【cinema】ザ・レセプショニスト
全然今年に入って映画のレビューを書いていないのですが(というか今年初めてのnoteです)、昨日見た映画について少し書いてみようと思います。
「ザ・レセプショニスト」
ロンドンのマッサージサロン。違法風俗店であるその場所は、アジア出身の女性たち、そして女性経営者が家族のような人間関係を装いながらも、その実態は金とセックス、そして客による暴力に支配された偽りの空間だった。そんな店でも女性たちは生き延びるために必死で働き、移民であるがゆえ、常に危険と隣り合わせの日々を送っていた。大学を卒業したばかりの台湾人ティナはロンドンで職に就くことができず、その店の受付嬢(レセプショニスト)として働き出したが…(映画.comより引用。少し改訂)
見ていて辛いとしか言いようがない話なのに、風俗嬢のササ、メイ、アンナに受付嬢のティナ、女主リリーが食卓を囲むシーンはほんの少し温かくて、彼女達は荒んだ世界に生きながら、一瞬の安らぎを感じるかのように。そうでもしないとやり過ごすことのできない遠い異国の地で。

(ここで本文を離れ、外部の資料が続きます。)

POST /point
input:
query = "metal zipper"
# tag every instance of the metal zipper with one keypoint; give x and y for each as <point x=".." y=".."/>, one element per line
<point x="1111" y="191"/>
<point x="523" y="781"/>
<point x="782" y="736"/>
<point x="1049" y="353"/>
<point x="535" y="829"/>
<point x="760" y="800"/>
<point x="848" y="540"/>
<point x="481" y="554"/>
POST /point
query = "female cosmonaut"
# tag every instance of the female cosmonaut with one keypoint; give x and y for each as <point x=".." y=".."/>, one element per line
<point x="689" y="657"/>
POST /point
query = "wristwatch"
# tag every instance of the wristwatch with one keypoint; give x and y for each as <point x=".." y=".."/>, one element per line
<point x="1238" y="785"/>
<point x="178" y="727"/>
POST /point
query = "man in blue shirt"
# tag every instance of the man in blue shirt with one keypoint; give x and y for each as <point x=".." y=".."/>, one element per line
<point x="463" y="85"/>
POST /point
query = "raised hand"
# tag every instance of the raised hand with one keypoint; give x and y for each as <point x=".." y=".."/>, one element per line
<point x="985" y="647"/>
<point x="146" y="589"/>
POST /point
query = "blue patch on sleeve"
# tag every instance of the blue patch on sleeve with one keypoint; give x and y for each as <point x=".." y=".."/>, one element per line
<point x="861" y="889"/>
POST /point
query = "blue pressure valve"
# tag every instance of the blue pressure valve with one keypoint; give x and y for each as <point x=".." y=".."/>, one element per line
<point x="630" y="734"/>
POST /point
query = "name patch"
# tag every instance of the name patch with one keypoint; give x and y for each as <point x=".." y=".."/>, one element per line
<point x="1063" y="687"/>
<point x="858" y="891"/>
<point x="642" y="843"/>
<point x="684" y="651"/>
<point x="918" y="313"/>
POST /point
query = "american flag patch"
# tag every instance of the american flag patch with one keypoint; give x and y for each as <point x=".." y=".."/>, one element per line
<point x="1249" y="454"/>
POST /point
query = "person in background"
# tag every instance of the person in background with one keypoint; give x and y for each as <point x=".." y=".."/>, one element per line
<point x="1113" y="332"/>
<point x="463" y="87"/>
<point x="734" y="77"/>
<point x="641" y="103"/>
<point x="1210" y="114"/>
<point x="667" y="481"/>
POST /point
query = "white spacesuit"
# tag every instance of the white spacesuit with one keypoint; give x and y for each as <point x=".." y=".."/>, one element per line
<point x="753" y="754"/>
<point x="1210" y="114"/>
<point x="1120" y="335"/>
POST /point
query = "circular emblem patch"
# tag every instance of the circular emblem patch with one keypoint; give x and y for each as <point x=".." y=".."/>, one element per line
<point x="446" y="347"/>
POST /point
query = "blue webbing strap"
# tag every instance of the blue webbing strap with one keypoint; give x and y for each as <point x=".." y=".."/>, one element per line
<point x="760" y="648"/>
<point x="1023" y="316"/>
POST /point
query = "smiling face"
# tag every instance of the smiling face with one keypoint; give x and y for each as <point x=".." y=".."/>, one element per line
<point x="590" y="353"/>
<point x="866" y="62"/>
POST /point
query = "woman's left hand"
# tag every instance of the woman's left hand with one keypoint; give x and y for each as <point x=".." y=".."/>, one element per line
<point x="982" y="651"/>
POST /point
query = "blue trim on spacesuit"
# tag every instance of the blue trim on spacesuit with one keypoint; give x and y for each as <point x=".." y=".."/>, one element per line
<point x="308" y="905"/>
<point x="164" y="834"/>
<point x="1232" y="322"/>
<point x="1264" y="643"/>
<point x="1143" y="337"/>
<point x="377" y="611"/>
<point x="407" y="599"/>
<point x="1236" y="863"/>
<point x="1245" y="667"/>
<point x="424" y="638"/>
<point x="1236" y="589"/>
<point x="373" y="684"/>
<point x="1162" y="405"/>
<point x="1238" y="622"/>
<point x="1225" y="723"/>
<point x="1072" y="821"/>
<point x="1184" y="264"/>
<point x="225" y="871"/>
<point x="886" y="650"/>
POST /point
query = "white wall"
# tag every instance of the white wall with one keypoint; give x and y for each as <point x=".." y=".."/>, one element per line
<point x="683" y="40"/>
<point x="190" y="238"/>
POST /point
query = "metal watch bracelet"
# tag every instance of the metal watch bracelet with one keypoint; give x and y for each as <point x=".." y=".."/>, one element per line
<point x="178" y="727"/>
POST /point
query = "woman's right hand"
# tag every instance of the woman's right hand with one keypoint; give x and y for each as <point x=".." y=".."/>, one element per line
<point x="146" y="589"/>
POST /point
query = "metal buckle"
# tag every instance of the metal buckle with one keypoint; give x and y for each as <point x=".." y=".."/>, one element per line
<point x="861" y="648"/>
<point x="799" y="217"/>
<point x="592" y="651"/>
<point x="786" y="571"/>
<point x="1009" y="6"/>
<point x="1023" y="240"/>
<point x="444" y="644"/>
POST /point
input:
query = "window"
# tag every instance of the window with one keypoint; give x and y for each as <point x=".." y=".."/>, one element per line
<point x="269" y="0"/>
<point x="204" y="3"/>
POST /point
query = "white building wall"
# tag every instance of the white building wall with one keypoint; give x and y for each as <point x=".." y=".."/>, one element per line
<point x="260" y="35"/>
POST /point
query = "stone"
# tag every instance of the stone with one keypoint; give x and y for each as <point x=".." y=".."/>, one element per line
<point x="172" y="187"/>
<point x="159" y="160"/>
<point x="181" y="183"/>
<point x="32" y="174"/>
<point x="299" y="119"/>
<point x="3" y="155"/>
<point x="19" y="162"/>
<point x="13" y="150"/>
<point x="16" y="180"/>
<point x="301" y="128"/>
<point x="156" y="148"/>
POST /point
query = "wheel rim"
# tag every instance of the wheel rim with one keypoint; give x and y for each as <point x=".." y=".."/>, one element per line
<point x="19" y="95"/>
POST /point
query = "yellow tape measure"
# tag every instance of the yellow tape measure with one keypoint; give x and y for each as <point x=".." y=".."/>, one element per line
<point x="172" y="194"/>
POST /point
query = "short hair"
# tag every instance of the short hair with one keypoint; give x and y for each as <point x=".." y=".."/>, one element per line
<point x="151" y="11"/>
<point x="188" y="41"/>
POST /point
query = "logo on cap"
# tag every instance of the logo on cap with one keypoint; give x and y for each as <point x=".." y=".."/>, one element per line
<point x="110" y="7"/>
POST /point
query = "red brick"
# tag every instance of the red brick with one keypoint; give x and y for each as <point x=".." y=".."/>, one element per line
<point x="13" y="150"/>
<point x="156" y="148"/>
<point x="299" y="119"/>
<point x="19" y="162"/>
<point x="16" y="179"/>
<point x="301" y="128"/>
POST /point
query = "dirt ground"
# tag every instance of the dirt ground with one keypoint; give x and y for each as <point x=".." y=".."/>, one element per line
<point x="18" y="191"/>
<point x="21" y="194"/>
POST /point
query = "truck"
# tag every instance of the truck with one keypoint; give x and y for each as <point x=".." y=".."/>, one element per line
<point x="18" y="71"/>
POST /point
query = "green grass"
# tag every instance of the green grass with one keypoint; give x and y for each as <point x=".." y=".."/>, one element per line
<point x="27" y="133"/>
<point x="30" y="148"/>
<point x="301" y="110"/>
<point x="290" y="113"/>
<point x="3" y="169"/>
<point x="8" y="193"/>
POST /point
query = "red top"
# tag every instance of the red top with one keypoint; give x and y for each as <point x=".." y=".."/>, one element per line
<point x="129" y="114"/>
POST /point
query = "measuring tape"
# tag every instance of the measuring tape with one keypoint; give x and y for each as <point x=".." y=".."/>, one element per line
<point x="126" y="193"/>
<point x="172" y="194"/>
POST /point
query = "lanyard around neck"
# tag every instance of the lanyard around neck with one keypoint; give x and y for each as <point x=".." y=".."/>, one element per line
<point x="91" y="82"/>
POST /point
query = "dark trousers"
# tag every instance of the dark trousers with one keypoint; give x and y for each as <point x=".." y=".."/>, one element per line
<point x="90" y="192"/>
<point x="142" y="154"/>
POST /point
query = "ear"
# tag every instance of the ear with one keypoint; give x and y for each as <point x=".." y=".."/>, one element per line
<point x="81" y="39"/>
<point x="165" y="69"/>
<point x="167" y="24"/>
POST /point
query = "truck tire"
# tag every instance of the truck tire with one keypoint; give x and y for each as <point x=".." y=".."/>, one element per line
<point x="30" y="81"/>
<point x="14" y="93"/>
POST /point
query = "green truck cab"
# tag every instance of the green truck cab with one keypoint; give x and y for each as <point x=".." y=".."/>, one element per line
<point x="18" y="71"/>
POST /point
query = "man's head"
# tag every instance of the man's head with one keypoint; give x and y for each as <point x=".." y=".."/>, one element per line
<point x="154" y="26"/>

性を売ることでしか生き延びることができない世界に身を落とすことがどれだけ辛いかなんて、経験した人にしかわからないんだろうけど、私はササ、メイ、アンナに少しでも寄り添おうとしながら、画面を食い入るように見つめていた。
ティナは最後まで受付嬢であって、3人と同じ仕事に身をやつすことはなかったけれど、彼女の中にある羞恥心とプライドをなんだか嫌だなと思いながら見た私は、やっぱり他人事でしか物事を捉えられていないのかもしれない。ティナが3人の風俗嬢とどう違うかなんて問題じゃないのかもしれないけど、やはり彼女は心のどこかで、風俗嬢を軽蔑していて。それを見るのが嫌だった。
ロンドンの某56番地のそこは、近隣住民の侮蔑の目を避けるべく薄いカーテンで遮り、窓ガラスもテープで覆う。厳重に。

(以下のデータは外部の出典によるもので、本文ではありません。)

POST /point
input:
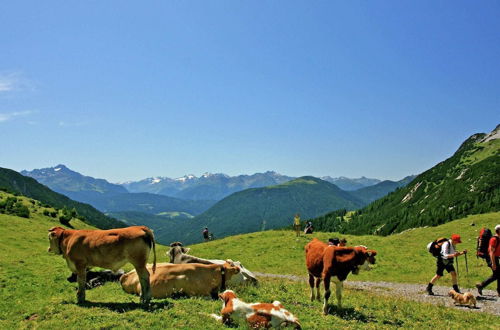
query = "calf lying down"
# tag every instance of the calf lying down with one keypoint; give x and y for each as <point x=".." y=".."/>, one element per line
<point x="188" y="279"/>
<point x="178" y="255"/>
<point x="257" y="315"/>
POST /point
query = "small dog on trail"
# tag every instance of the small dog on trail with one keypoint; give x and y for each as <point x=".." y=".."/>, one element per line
<point x="257" y="315"/>
<point x="463" y="299"/>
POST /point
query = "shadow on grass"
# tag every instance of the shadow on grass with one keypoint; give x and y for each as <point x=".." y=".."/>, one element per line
<point x="349" y="313"/>
<point x="128" y="306"/>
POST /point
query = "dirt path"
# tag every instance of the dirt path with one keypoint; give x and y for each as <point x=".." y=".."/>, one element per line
<point x="488" y="303"/>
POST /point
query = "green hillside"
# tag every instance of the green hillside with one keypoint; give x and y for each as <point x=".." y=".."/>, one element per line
<point x="381" y="189"/>
<point x="26" y="186"/>
<point x="35" y="293"/>
<point x="402" y="257"/>
<point x="266" y="208"/>
<point x="466" y="183"/>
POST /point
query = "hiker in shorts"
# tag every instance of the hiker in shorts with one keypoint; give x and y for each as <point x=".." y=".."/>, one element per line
<point x="445" y="262"/>
<point x="493" y="262"/>
<point x="296" y="224"/>
<point x="206" y="234"/>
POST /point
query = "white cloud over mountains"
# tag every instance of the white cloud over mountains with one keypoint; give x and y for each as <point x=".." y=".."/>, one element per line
<point x="6" y="116"/>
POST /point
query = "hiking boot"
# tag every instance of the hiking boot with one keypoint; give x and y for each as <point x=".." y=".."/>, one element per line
<point x="479" y="289"/>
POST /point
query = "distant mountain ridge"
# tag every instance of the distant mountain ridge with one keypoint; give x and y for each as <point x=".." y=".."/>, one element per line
<point x="208" y="186"/>
<point x="29" y="187"/>
<point x="466" y="183"/>
<point x="65" y="181"/>
<point x="109" y="197"/>
<point x="217" y="186"/>
<point x="265" y="208"/>
<point x="379" y="190"/>
<point x="349" y="184"/>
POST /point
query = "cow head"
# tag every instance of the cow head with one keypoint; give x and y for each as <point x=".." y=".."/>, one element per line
<point x="55" y="236"/>
<point x="230" y="269"/>
<point x="176" y="249"/>
<point x="227" y="296"/>
<point x="366" y="258"/>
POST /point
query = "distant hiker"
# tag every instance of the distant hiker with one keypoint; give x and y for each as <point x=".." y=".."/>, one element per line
<point x="493" y="262"/>
<point x="206" y="234"/>
<point x="309" y="228"/>
<point x="333" y="241"/>
<point x="296" y="224"/>
<point x="445" y="260"/>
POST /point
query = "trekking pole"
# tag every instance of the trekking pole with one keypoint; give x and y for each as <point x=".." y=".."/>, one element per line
<point x="466" y="266"/>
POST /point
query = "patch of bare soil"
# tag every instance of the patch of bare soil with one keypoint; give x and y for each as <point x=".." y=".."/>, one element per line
<point x="489" y="302"/>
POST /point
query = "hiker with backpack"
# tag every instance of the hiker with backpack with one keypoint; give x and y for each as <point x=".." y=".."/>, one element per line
<point x="493" y="260"/>
<point x="445" y="250"/>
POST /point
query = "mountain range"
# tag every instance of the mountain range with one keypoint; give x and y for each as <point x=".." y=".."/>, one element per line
<point x="245" y="210"/>
<point x="466" y="183"/>
<point x="265" y="208"/>
<point x="217" y="186"/>
<point x="13" y="181"/>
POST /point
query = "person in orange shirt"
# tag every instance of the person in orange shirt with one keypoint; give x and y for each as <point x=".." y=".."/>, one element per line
<point x="494" y="253"/>
<point x="296" y="224"/>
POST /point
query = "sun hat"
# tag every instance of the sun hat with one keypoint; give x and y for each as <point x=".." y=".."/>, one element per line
<point x="456" y="238"/>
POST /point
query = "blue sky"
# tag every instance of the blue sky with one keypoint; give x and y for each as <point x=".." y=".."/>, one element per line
<point x="127" y="90"/>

彼女達に擦り寄ってくる男達(しかも殆どが変態プレイを要求)、金を巻き上げようとする輩、罵詈雑言を浴びせる近所の太った白人女性。余程か店に入り込んでこようとする者達、店の外の世界で生きる者達の方が汚かった。
救いようのない世界しか描かれていないし、ハッピーエンドだなんて以てのほかだったけれど、それでも故郷や家族、自分の居場所を見つけて戻ることで、ティナやササは少しでも救われたのかな。メイやリリーはどうなったんだろうか。
この映画の中に、「やさしい人」は一切出てこなかったけれど、自分は何かあった時に彼女達のような人たちに寄り添える人でありたいと強く思えた、決意できた作品です。